Calculator Inputs
Example Data Table
| Observation | X | Y | Comment |
|---|---|---|---|
| 1 | 1.0 | 2.1 | Early baseline point |
| 2 | 2.0 | 2.9 | Near fitted trend |
| 3 | 3.0 | 4.2 | Moderate upward movement |
| 4 | 4.0 | 5.0 | Steady continuation |
| 5 | 5.0 | 6.1 | Stable observation |
| 6 | 6.0 | 7.4 | Above line slightly |
| 7 | 7.0 | 7.8 | Below line slightly |
| 8 | 8.0 | 9.2 | Regular increase |
| 9 | 9.0 | 10.1 | Near trend fit |
| 10 | 10.0 | 13.8 | Mild high-side outlier |
Formula Used
Main fitted line: ŷ = a + b x
Theil-Sen slope: compute every valid pairwise slope, then take the median.
b = median((yj - yi) / (xj - xi)), for all pairs where xj ≠ xi.
Intercept: calculate a = median(yi - b xi).
Predicted value: ŷi = a + b xi.
Residual: ei = yi - ŷi.
MAE: average absolute residual size.
RMSE: square root of the mean squared residual.
Pseudo R²: 1 - SSE / SST, where SSE = Σe² and SST = Σ(y - ȳ)².
Spearman rank correlation: Pearson correlation applied to average ranks.
Kendall tau-b: compares concordant and discordant pairs while adjusting for ties.
Repeated median option: take the median slope around each point first, then the median of those pointwise medians.
How to Use This Calculator
- Enter one x,y pair on each line in the dataset box.
- Select either Theil-Sen Median Slope or Siegel Repeated Median.
- Choose the slope percentile band and number of decimal places.
- Optionally enter a future or target x-value for prediction.
- Pick how you want the detailed result table sorted.
- Press Run Rank Based Regression.
- Review the result summary above the form, inspect the Plotly graph, and compare actual versus fitted values.
- Use the CSV or PDF buttons to export the summary and fitted table.
Frequently Asked Questions
1) What does rank based regression mean here?
Here it means a robust line-fitting approach tied to rank-style association. The calculator fits a median-based trend line and also reports Spearman and Kendall rank measures for added interpretation.
2) Why use this instead of ordinary least squares?
Ordinary least squares can be strongly pulled by unusual observations.

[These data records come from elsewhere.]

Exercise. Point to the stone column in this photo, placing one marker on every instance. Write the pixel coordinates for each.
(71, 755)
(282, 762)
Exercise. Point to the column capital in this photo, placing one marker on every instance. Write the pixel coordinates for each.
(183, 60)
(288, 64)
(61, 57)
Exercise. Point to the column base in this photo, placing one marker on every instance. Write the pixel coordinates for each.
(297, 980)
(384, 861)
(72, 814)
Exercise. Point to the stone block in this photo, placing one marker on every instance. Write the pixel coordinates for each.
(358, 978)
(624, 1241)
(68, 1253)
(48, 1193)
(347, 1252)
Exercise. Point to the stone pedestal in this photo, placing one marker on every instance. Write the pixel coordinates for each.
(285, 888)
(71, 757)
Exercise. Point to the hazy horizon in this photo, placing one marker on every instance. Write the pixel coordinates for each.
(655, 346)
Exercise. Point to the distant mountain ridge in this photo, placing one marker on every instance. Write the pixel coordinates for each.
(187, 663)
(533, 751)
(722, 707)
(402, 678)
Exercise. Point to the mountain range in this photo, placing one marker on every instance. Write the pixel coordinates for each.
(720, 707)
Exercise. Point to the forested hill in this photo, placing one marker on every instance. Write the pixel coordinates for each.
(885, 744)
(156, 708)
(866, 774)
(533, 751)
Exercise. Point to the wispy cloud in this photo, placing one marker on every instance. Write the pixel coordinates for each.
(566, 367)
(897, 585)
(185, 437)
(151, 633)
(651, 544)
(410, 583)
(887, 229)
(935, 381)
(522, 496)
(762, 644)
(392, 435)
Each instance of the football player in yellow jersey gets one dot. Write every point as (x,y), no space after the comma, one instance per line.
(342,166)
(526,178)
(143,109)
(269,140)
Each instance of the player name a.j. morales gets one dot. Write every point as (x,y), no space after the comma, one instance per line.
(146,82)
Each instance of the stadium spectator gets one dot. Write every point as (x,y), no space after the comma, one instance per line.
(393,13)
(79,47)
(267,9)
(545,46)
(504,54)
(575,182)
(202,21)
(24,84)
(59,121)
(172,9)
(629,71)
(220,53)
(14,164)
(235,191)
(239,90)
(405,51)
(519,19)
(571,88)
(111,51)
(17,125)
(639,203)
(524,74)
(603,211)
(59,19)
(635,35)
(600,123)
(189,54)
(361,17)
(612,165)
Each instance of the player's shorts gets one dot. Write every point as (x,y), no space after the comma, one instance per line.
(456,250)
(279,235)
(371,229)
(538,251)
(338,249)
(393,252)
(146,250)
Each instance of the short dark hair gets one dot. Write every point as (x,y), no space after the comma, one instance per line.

Median-slope methods are often steadier when data contain outliers, skewness, or small departures from a clean linear pattern.
3) What is the difference between Theil-Sen and repeated median?
Theil-Sen uses the median of all valid pairwise slopes. Repeated median first computes a median slope around every point, then takes the median of those values. The second option is usually more resistant to difficult points.
4) Can I include duplicate x-values?
Yes, but at least two distinct x-values are required overall. Pairs with identical x-values do not produce usable slopes, so they are skipped during estimation.
5) What does the slope percentile band show?
It shows lower and upper percentiles from the slope distribution used by the robust fit. It is a practical spread indicator for slope stability, not a formal inferential guarantee.
6) How are outliers flagged?
Potential outliers are flagged from residual size using a robust residual scale derived from the median absolute deviation. It is a screening signal, not an automatic decision rule.
7) What minimum data size should I use?
Three or more pairs are recommended. Two points define a line, but they do not provide enough structure for meaningful diagnostics, rank comparisons, or residual interpretation.
8) Can I use the calculator for forecasting?
Yes, for cautious short-range prediction. Enter a target x-value and the calculator will estimate y from the fitted robust line. Forecast reliability still depends on data quality and pattern stability.